2016年12月14日

愚弟賢兄

2015.8.21 中国新聞に中山畜産の近況を報じた記事があった。従業員632人、牧場が福山、笠岡、真庭の3箇所、直営の店舗が8箇所、年間売り上げが133億円、飼養頭数が8000頭、日本でも有数の巨大牧場であると。お隣の島根県にも同じ規模の松永牧場がある。見浦牧場のようなミニ牧場から見ればたいそうな大牧場である。

ところが創業者の中山伯男さんは私の兄弟子になる。確か私より10歳くらいの先輩のはず、当時油木の種畜場の場長だった榎野俊文先生の門下生。

和牛飼育に取り組んだのも殆ど同じ時期、教えを頂いたのも同じ先生、が、歩いた道は環境も考え方も天と地ほど違った、今日はその話をして見ましょうか。

榎野先生は中島先生の部下、その出会いは”中島健先生”で書いた。当時、油木の種畜場の場長先生だった。福山の奥にある種畜場には勉強のために何度も通ったんだ。油木町と戸河内町は県の西と東の端にある、広い広島県を横断するのは道路事情が良くなかったあの時代では、とんでもない距離だったんだ。
でも、まだ若かった私はカローラの中古車を駆って何度も訪問して教えを請うたんだ。

時は役牛だった和牛が肉用牛と変身を始めた時期、目標は一日増体量が700グラム前後の能力を海外並みの1.1キログラム以上に改良することと、1-3頭の飼育規模を10頭以上に拡大すること。そうしなければ生き残れないと、畜産の専門家が考え始めた時期、経済が拡大して外国貿易が盛んになれば、外国産牛肉の輸入の拡大で国内の肉牛生産は一敗地にまみえると、国も県も担当者は本気で考えたのだ。

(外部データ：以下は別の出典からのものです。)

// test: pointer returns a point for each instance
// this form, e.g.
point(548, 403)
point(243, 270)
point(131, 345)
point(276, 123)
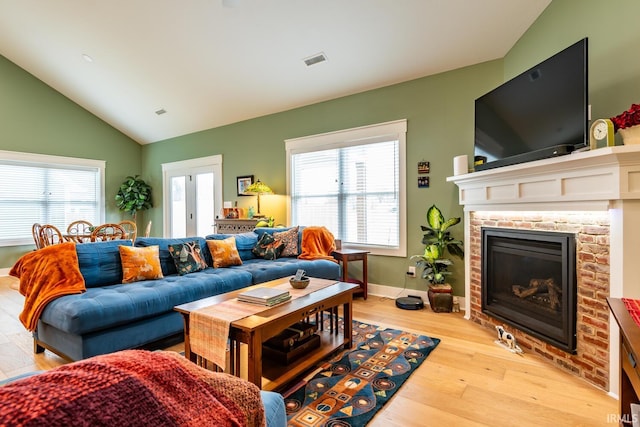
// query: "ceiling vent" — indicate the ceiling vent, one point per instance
point(315, 59)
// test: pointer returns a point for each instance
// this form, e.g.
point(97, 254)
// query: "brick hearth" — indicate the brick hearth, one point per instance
point(591, 360)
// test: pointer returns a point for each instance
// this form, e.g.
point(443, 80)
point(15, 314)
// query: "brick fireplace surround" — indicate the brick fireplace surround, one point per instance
point(594, 194)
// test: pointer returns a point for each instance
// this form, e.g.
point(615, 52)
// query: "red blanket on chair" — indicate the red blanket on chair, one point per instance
point(317, 243)
point(45, 275)
point(131, 388)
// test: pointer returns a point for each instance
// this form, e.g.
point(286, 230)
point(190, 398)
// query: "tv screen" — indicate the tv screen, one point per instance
point(540, 113)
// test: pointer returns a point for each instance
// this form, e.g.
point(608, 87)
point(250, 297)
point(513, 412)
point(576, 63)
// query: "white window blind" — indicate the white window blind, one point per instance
point(48, 190)
point(352, 183)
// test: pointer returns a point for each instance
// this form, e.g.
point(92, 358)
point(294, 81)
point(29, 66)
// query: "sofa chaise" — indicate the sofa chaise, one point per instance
point(136, 388)
point(111, 315)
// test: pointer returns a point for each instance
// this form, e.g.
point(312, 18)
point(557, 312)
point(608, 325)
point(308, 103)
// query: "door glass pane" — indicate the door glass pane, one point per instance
point(204, 204)
point(178, 206)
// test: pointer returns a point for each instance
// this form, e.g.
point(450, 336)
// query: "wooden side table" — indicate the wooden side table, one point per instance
point(343, 256)
point(629, 357)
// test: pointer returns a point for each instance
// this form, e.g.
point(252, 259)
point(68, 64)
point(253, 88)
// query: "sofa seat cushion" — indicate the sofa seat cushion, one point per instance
point(266, 270)
point(108, 306)
point(99, 262)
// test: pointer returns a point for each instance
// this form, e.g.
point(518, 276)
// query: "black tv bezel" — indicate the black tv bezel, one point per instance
point(555, 150)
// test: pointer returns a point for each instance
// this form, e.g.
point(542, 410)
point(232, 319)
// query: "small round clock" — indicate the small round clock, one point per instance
point(601, 130)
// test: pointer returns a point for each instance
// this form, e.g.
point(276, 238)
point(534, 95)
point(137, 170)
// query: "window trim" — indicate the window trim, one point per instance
point(353, 137)
point(47, 160)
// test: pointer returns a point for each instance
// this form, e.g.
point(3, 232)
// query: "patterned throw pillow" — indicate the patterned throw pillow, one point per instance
point(224, 252)
point(140, 263)
point(290, 240)
point(268, 247)
point(188, 257)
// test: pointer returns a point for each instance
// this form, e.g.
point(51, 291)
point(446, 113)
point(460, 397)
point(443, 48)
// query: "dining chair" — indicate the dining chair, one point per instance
point(35, 231)
point(131, 228)
point(105, 232)
point(50, 235)
point(79, 231)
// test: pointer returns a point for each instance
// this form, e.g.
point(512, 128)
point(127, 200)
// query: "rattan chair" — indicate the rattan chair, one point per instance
point(131, 228)
point(79, 231)
point(35, 231)
point(50, 235)
point(105, 232)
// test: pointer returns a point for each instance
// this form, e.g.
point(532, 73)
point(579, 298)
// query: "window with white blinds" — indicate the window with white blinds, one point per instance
point(352, 182)
point(48, 190)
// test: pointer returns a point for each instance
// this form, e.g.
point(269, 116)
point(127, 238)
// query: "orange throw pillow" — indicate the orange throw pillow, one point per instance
point(140, 263)
point(224, 252)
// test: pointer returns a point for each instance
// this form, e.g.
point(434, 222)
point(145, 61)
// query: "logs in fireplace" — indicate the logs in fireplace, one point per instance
point(529, 282)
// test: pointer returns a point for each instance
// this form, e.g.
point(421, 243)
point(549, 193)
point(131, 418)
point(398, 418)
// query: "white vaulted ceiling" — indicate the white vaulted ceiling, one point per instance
point(213, 62)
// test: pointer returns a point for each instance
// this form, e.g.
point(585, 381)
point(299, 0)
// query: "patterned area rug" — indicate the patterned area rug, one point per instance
point(349, 389)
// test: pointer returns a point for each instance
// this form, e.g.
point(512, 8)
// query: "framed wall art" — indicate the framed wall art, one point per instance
point(423, 167)
point(243, 183)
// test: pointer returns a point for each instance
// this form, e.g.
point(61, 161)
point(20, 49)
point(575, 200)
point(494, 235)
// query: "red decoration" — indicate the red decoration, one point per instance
point(629, 118)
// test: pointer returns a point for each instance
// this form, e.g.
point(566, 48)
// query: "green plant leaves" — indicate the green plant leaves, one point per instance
point(134, 195)
point(438, 241)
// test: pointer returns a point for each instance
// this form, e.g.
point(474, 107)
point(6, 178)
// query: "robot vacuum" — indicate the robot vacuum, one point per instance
point(410, 303)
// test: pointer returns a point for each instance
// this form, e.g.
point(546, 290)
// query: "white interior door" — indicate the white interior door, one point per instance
point(192, 194)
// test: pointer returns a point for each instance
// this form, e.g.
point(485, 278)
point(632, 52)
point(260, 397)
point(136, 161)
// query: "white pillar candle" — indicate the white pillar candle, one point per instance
point(460, 165)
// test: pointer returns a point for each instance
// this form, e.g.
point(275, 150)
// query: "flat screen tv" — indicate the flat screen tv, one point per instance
point(540, 113)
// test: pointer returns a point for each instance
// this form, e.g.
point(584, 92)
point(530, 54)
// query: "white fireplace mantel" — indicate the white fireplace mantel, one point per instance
point(605, 179)
point(588, 180)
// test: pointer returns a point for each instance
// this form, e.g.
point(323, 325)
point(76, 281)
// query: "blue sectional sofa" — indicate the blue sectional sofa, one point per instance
point(112, 316)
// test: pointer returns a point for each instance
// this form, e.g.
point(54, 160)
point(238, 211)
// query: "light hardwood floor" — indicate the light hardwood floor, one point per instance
point(467, 380)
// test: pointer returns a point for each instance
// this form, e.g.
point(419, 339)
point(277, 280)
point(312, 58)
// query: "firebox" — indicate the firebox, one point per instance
point(529, 282)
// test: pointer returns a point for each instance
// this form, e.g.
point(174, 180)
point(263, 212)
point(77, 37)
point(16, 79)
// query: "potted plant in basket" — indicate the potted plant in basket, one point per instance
point(433, 262)
point(134, 195)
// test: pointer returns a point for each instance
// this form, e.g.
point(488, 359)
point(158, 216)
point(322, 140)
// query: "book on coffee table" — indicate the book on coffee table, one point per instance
point(265, 296)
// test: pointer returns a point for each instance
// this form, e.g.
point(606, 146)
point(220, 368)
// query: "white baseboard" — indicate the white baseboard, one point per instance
point(393, 293)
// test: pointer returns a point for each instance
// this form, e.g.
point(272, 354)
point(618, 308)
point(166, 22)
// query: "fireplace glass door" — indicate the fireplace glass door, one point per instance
point(529, 282)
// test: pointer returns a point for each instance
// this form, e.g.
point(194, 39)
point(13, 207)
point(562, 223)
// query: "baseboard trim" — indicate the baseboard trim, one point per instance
point(393, 293)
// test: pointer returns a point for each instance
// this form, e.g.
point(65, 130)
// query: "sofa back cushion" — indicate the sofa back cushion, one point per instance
point(244, 243)
point(166, 260)
point(99, 262)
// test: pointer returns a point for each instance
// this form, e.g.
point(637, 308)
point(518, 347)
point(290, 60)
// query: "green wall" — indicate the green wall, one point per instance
point(34, 118)
point(439, 111)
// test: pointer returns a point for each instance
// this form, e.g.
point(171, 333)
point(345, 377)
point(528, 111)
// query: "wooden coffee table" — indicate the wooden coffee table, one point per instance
point(255, 329)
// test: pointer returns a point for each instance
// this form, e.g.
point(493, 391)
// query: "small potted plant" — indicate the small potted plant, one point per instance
point(134, 195)
point(433, 262)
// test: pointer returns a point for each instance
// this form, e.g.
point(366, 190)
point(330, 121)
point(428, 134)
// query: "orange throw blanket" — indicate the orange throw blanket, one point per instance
point(45, 275)
point(317, 243)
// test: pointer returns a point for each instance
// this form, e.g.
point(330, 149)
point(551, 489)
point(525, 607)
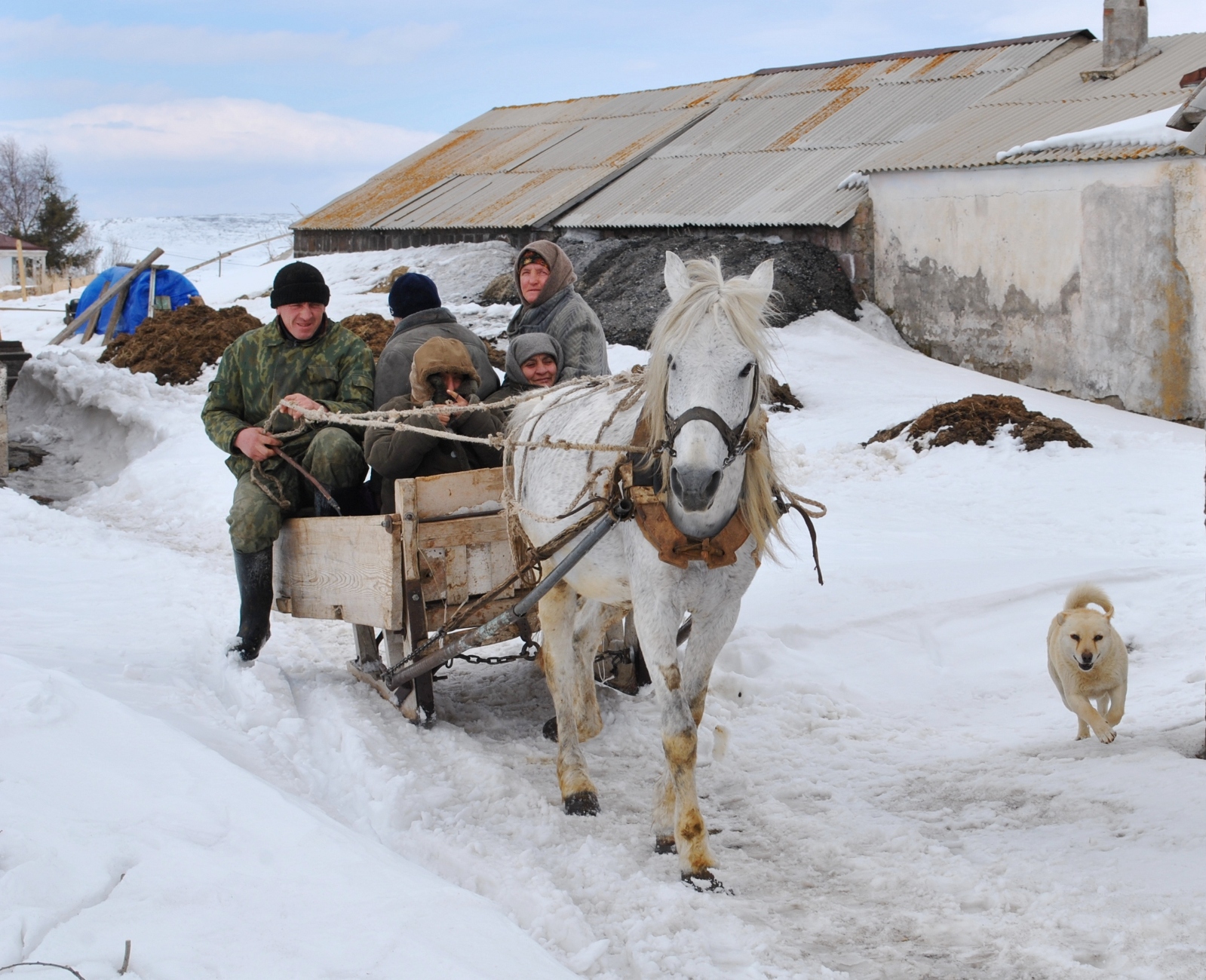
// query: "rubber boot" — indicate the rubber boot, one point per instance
point(255, 575)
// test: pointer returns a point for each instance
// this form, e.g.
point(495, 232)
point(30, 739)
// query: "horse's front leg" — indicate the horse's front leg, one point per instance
point(562, 666)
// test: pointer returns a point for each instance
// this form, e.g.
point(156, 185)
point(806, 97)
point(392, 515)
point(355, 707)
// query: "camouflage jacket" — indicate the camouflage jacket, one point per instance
point(257, 370)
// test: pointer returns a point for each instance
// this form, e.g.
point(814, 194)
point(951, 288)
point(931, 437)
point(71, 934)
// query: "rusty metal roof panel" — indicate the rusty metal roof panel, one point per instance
point(1091, 153)
point(493, 201)
point(1048, 103)
point(735, 189)
point(582, 134)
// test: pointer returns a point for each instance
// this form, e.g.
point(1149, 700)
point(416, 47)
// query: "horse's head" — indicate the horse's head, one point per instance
point(704, 382)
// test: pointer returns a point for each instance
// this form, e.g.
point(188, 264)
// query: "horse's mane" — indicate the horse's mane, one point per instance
point(744, 306)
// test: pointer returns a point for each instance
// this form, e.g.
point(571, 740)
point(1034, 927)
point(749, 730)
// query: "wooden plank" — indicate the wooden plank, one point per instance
point(340, 568)
point(480, 579)
point(456, 569)
point(434, 583)
point(456, 493)
point(436, 613)
point(115, 315)
point(465, 531)
point(108, 294)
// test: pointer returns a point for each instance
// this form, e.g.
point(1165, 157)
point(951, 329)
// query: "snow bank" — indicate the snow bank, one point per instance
point(1149, 129)
point(117, 827)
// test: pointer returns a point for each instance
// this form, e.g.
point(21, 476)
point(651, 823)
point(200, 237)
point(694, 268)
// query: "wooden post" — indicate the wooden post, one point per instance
point(94, 308)
point(20, 269)
point(114, 316)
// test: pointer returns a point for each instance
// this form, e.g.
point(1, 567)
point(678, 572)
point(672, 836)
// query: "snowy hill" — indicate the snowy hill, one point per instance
point(893, 779)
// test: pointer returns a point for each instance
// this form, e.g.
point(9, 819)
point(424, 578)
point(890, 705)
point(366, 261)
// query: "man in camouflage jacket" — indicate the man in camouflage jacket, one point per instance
point(311, 362)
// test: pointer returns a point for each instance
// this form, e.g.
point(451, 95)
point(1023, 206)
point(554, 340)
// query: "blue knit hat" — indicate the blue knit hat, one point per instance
point(413, 293)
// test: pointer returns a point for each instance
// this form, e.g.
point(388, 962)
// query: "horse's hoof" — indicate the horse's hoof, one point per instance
point(704, 881)
point(583, 804)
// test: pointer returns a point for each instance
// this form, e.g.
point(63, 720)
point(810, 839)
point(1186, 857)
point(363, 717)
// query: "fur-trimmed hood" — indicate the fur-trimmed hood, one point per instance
point(436, 357)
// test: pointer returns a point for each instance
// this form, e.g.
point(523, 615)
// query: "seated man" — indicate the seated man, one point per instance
point(545, 279)
point(533, 360)
point(443, 374)
point(418, 317)
point(312, 363)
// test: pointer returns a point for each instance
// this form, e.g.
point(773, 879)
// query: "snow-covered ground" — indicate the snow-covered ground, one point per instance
point(893, 780)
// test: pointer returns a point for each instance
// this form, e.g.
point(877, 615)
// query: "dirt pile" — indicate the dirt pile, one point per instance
point(622, 279)
point(501, 289)
point(977, 418)
point(174, 346)
point(373, 328)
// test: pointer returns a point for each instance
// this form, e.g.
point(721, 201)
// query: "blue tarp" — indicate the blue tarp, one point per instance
point(167, 283)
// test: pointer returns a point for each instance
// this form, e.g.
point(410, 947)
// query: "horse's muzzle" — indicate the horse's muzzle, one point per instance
point(695, 486)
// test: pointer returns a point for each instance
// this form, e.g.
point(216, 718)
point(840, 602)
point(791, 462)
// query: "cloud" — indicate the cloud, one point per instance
point(168, 44)
point(213, 156)
point(198, 130)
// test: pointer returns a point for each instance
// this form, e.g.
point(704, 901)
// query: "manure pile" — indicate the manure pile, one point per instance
point(977, 420)
point(175, 346)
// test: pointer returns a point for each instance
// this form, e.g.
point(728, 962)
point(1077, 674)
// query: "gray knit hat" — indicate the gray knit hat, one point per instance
point(525, 348)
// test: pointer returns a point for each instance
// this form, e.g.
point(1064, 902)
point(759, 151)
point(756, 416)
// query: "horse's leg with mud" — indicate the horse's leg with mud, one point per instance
point(559, 610)
point(658, 633)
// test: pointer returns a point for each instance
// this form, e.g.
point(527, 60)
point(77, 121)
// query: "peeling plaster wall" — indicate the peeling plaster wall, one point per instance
point(1087, 279)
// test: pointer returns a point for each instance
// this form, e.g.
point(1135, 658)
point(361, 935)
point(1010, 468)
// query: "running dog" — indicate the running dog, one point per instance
point(1087, 658)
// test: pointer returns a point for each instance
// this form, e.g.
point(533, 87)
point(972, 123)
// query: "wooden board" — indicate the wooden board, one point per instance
point(456, 493)
point(340, 568)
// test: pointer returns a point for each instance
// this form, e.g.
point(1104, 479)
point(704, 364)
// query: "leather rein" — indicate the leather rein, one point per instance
point(735, 438)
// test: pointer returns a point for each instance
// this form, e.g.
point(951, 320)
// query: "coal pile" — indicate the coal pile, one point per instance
point(175, 346)
point(373, 328)
point(977, 420)
point(622, 279)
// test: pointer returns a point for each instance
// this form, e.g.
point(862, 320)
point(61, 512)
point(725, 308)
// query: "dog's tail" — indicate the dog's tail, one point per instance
point(1085, 593)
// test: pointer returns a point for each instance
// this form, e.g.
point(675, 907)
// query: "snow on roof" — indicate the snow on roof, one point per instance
point(8, 243)
point(1149, 129)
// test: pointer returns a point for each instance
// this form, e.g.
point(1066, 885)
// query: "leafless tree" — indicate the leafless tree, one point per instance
point(24, 180)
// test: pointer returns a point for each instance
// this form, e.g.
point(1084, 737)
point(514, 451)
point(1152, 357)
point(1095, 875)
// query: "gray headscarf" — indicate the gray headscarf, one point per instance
point(526, 346)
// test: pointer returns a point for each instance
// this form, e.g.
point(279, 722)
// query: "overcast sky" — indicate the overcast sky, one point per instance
point(264, 105)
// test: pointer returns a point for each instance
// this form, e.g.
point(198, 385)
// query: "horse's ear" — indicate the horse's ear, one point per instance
point(763, 279)
point(677, 280)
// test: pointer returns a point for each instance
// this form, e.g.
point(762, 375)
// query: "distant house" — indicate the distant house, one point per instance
point(10, 271)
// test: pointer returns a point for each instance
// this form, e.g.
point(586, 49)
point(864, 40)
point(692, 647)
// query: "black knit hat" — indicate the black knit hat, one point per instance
point(299, 282)
point(413, 293)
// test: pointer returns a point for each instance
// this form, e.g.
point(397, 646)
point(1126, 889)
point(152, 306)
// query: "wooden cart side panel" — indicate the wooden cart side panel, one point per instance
point(340, 568)
point(454, 493)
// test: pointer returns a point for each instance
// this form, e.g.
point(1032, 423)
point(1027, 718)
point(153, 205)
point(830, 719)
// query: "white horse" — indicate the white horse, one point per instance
point(701, 403)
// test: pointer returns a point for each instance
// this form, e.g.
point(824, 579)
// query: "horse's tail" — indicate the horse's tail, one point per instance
point(1085, 593)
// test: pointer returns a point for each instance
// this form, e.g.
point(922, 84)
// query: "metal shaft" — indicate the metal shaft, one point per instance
point(486, 633)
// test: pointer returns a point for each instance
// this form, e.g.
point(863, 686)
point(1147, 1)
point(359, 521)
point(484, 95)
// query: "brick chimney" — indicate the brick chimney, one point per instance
point(1125, 40)
point(1125, 32)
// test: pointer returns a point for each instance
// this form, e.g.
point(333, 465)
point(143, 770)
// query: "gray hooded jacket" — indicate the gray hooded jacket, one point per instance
point(563, 315)
point(394, 366)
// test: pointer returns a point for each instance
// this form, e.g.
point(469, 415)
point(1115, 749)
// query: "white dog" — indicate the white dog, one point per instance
point(1087, 658)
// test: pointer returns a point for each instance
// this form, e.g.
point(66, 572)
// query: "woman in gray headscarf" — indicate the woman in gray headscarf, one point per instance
point(545, 277)
point(533, 360)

そして広島県が考えたのが放牧一貫経営、親牛10頭を基本として育成牛、肥育牛など30頭を1セットとして飼育するシステム、繁殖と育成は放牧飼育、肥育牛は屋外のパドック牛舎、これが基本のシステムで油木の種畜場で試験飼育が始まったのだ。

規模は3セット、計90頭、牧草畑10ヘクタール、これを作業員2名で管理運営する、機械設備は20馬力の国産トラクターと作業機一式、試験期間2年で始まったんだ。その最高責任者が榎野俊文場長、私は熱心な民間人の弟子、記憶が消えたところもあるが、そのようなプロフィールだった。
勿論、何度も見学と学習に通ったのはいうまでもない。

同じ頃、榎野先生のところに牛のことで教えを請うた人がいた。確か福山近辺の人で40歳ぐらいではなかったか、学ぶにつけて自分の年齢では普通の方法で学習するには時間が足りない、現場で実習しなければとてもついては行けないと、屠場の見習助手になったと、先生が楽しそうに話してくれたものだ。ところで助手は屠場では最下級の職種、命のやり取りの職場だから極度の緊張の世界、ミスでもしようものなら年齢など人間扱いなど微塵もない、そんなところに40男が勉強すると飛び込んだのだからと、先生は話す、それが中山伯夫さん、現在は日本でも指折りの牧場に成長した中山牧場の社長さんなのだ。彼が榎野先生の民間の1番弟子で私が2番弟子。

ところが1番弟子は偉すぎた。彼は成功して日本でも有数の牧場主になったのに、私は50年余りも夢を追い続けても、いまだにゴールは遥か雲の彼方、人に誇るべき成果はまだない。ただ、榎野、中島先生の一貫経営の夢を日本でただ1人、追い続けている。両先生にあの世でこの報告したら喜ばれるだろうな、が、私の唯一つの成果なのだ。

遠い日、榎野先生の門を叩いた2人の青年、天と地ほど違った結末は愚弟賢兄の見本のようなもの、勿論、愚弟は私なのだが。